There are quite a few Diablo-styled action roguelikes on the PC, but the one that takes the genre to perfection in my book is Torchlight II.  Created by a team partly made up of former Blizzard North (Diablo I) staff, Torchlight 2 takes everything that made Diablo a hit and cranks it up to eleven.  Combat is fast and frantic, the four playable classes in the game can be customized in any way the player wishes, and online multiplayer (sorely missing from the first game) is now back in full force.  The game even has full support for player mods which can even be used in online games, though all players must have the same set of mods installed in order to play together.  Some other clever tweaks, like each player finding separate loot drops and being able to send your pet back to town with a haul of items to trade in for cash or potions, also make sure that the action remains constant throughout.  Torchlight II is pure fun.

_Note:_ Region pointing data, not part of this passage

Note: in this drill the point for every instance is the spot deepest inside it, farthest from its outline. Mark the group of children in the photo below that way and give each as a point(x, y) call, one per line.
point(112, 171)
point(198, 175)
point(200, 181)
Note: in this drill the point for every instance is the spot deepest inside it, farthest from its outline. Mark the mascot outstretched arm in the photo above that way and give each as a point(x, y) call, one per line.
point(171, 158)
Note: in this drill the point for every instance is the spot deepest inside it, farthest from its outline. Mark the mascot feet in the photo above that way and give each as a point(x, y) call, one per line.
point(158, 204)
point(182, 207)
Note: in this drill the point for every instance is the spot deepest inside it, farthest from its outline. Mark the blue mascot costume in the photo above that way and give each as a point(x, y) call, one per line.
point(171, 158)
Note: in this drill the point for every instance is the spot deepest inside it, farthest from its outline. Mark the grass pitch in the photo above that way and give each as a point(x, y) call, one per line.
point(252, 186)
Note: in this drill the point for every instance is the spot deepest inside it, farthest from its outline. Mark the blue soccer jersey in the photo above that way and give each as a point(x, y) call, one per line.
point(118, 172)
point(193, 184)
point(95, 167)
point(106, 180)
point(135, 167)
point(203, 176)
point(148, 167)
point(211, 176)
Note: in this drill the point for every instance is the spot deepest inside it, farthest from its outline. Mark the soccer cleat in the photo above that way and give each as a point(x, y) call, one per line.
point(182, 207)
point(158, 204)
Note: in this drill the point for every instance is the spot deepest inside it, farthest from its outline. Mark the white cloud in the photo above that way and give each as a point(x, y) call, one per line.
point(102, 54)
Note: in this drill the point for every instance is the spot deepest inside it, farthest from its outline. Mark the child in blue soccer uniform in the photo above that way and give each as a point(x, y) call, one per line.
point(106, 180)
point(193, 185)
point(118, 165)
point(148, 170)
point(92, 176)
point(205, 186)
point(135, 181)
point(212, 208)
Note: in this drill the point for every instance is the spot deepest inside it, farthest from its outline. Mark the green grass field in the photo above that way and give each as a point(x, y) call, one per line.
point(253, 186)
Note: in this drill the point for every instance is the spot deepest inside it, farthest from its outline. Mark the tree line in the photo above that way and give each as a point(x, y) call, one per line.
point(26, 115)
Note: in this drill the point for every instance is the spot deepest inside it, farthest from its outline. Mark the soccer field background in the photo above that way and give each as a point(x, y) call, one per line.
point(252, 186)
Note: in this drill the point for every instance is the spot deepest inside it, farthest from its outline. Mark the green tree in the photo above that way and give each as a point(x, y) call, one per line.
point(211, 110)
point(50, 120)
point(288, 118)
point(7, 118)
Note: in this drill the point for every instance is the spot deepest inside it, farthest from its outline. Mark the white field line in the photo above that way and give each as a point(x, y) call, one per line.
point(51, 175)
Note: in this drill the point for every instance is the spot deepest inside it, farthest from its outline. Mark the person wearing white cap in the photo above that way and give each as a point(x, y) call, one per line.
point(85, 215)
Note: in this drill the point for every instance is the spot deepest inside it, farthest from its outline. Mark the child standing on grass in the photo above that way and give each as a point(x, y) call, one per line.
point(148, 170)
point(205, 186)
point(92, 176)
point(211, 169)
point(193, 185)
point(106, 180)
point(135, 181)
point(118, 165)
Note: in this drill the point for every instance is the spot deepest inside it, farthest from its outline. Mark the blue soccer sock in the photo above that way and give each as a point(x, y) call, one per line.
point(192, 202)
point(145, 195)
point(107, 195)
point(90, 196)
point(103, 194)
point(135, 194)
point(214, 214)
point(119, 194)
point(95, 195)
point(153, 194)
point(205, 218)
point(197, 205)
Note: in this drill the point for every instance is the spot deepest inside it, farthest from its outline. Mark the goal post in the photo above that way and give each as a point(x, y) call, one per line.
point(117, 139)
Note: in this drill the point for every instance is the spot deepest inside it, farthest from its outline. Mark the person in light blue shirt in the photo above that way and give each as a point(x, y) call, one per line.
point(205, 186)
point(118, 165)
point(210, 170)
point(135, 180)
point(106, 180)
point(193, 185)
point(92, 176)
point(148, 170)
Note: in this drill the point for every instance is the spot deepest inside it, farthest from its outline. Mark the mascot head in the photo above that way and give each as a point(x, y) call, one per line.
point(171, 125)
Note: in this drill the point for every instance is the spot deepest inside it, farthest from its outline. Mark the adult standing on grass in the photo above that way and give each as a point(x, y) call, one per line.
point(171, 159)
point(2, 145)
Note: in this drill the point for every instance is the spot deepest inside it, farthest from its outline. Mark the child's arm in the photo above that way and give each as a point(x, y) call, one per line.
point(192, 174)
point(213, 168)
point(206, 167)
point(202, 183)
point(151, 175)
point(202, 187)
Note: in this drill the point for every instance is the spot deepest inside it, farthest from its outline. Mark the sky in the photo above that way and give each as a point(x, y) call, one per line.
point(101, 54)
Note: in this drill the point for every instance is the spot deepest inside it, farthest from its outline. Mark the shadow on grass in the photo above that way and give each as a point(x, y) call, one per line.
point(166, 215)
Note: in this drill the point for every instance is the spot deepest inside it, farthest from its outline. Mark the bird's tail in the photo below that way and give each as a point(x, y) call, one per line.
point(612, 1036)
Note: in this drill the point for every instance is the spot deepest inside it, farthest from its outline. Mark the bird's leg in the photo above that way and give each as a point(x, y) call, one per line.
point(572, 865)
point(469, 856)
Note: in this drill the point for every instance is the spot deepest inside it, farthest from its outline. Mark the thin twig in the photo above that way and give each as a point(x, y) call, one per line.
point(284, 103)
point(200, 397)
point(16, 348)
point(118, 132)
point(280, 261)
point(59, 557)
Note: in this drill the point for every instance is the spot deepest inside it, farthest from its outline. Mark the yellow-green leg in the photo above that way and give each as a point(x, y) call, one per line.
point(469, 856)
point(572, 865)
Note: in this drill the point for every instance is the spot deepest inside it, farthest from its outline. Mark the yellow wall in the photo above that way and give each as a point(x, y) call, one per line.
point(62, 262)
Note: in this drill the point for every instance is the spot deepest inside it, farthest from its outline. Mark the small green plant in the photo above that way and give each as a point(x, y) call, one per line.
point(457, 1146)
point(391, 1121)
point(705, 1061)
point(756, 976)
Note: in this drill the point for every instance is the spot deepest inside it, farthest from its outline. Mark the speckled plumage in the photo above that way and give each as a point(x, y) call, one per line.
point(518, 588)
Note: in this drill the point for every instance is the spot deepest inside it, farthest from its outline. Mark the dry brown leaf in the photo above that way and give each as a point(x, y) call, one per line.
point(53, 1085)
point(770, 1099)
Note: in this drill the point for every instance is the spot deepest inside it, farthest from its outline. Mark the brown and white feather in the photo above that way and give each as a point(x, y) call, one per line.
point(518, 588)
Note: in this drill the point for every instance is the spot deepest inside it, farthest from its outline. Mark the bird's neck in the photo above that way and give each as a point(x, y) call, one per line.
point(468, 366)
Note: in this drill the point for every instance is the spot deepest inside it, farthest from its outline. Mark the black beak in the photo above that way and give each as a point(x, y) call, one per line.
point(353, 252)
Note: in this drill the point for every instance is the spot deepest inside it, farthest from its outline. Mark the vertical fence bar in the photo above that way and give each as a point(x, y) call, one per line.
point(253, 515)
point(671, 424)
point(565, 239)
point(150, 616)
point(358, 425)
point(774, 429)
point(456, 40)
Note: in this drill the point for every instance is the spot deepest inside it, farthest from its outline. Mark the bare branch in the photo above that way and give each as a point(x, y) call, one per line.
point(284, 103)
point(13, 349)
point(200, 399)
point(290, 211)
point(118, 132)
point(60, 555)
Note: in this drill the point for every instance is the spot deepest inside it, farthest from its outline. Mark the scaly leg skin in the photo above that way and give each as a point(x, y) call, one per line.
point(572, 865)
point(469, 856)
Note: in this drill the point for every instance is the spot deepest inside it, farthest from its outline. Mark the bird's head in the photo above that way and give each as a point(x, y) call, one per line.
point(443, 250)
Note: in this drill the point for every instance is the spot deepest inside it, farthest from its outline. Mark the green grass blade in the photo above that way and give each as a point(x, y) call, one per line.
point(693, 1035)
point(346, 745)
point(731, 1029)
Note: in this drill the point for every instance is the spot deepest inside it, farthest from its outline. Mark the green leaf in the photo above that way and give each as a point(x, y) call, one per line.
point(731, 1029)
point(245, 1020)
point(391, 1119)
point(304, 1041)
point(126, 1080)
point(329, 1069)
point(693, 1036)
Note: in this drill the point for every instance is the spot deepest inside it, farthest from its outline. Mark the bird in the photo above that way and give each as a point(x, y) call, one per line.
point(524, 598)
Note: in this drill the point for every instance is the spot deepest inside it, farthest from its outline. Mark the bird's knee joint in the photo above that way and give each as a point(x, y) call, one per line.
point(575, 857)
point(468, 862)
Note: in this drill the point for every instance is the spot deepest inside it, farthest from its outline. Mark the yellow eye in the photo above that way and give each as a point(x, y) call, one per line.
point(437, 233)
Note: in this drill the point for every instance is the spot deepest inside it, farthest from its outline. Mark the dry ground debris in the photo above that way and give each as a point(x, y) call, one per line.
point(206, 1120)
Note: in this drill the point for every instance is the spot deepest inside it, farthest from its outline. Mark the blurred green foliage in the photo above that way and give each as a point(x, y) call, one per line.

22. Worms: Armageddon (Team-17, 1999)


Just one game in the long-running Worms turn-based warfare strategy series, and the one widely regarded as the best in the franchise.  Unlike many of its sequels, it gives players the option to have teams larger than four worms (six or eight, depending on the number of players in the game), allows for custom team voices and terrain to be imported and has just the right blend of weapons, gadgets and options to make for lengthy, yet engaging online battles - from airstrikes to poisonous skunks to jflamethrowers to Street Fighter style martial arts, you won't be wanting for ways to lay down the pain.  Not to mention that it's always more fun dropping a concrete donkey on a bigger group than a smaller one, of course.  A standout in the turn-based artillery combat genre.

21. Might and Magic IV/V: World of Xeen (New World Computing, 1993)

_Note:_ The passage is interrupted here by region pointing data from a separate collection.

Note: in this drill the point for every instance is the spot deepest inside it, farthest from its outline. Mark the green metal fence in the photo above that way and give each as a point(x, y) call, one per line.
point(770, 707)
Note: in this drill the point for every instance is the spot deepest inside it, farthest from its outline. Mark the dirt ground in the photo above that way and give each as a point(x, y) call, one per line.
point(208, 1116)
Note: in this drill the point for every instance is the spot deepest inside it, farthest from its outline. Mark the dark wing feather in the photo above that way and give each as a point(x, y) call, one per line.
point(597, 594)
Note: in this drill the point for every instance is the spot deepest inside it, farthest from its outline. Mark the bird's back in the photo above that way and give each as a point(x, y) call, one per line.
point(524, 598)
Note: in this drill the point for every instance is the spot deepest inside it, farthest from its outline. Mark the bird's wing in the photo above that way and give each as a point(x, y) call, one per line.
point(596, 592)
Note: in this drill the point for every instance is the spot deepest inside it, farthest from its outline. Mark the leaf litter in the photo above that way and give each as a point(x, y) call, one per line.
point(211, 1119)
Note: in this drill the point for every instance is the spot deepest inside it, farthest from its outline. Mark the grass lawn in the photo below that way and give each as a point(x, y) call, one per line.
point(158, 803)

Might and Magic is a  highly regarded franchise among PC gamers, mixing puzzle-solving, dungeon crawling and humor together to great effect.  Might and Magic III was the first to really reinvent the series, retaining the same classic first-person, turn-based gameplay but streamlining it in a number of ways - a cleverly designed graphical HUD that conveys all the information you need to stay on top of the action, a keyword-based loot system that would later be used in games like Diablo, and of course plenty of areas to explore, loot to find, puzzles to solve and a huge variety of monsters to battle both up-close and at range.  Xeen (comprised of parts 4 and 5) took things even further, combine two games into one huge adventure and adding in CD-based music, voiceover and animation to deliver an experience that looked and sounded great, played well and was amazingly fun.  Proof that dungeon crawlers could provide a ton of cerebral content while still retaining a fast pace and an impressive presentation.